From Casco Bay Bridge
For a different perspective, Maine magazine managing editor Kelly Chase recommends crossing the bridge from South Portland in the morning, just as the first light of the day is illuminating Portland. As the bridge bends to the left, Portland’s waterfront comes into view.
Although there’s plenty to see on foot, driving allows you to visit the overlooks on the two ends of the peninsula without taking up too much of your day. Start with either the Western Promenade or the Eastern Promenade, but be sure to see both—and end with a picnic lunch overlooking the water.
Maine Narrow Gauge Railroad
Ride this historic two-foot-gauge railroad for both the history lessons and views of Casco Bay. The Maine Narrow Gauge Railroad Company and Museum, which features exhibits about Maine’s narrow gauge railway history and a train ride along the Eastern Promenade, is open from May through October.
Waterfront on Wheels
There are plenty of jetties reaching out into the harbor from Commercial Street to explore, suggests Mali Welch, art director at the Brand Company. “My mom and I used to rollerblade (yes, rollerblade) all along the waterfront wharfs, anywhere that didn’t have a barrier,” says Mali Welch, art director at the Brand Company. “Lots to discover.”

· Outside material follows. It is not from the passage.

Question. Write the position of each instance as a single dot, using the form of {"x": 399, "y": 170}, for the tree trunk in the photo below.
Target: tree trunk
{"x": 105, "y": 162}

The nonprofit organization has built and maintained a network of 70 miles of public trails and green spaces in greater Portland. Its trails include in-town paths like Back Cove Trail and getaways like the treks through the Fore River Sanctuary.
Top of the East
Many consider the sweeping view from the Top of the East the best in Portland, and it’s hard to argue—especially with a cold martini in hand. The building that was long the Eastland Park Hotel is now called the Westin Portland Harborview, but the view of the city—and name of the bar—have remained the same.
View from the Tower
The Portland Observatory on Munjoy Hill is open for tours starting in May and offers 365-degree views of the entire peninsula and beyond. Originally used as a maritime tower, the landmark offers a vantage point for seeing the Casco Bay islands.
Duck Boat Tour
The amphibious sightseeing ride from Downeast Duck Adventures covers some
of Portland’s best-known landmarks—from the Wadsworth-Longfellow House to Casco Bay’s Fort Gorges— while sharing stories about Portland’s history.
Vintage Shop Loop
For a tour of some of Portland’s vintage shops—from carefully curated boutiques to stores overflowing with antiques— start in the West End and head east on Congress Street before cutting over to Free Street and ending in the Old Port. After the walking tour of vintage wares, find a restaurant to grab a drink and afternoon snack.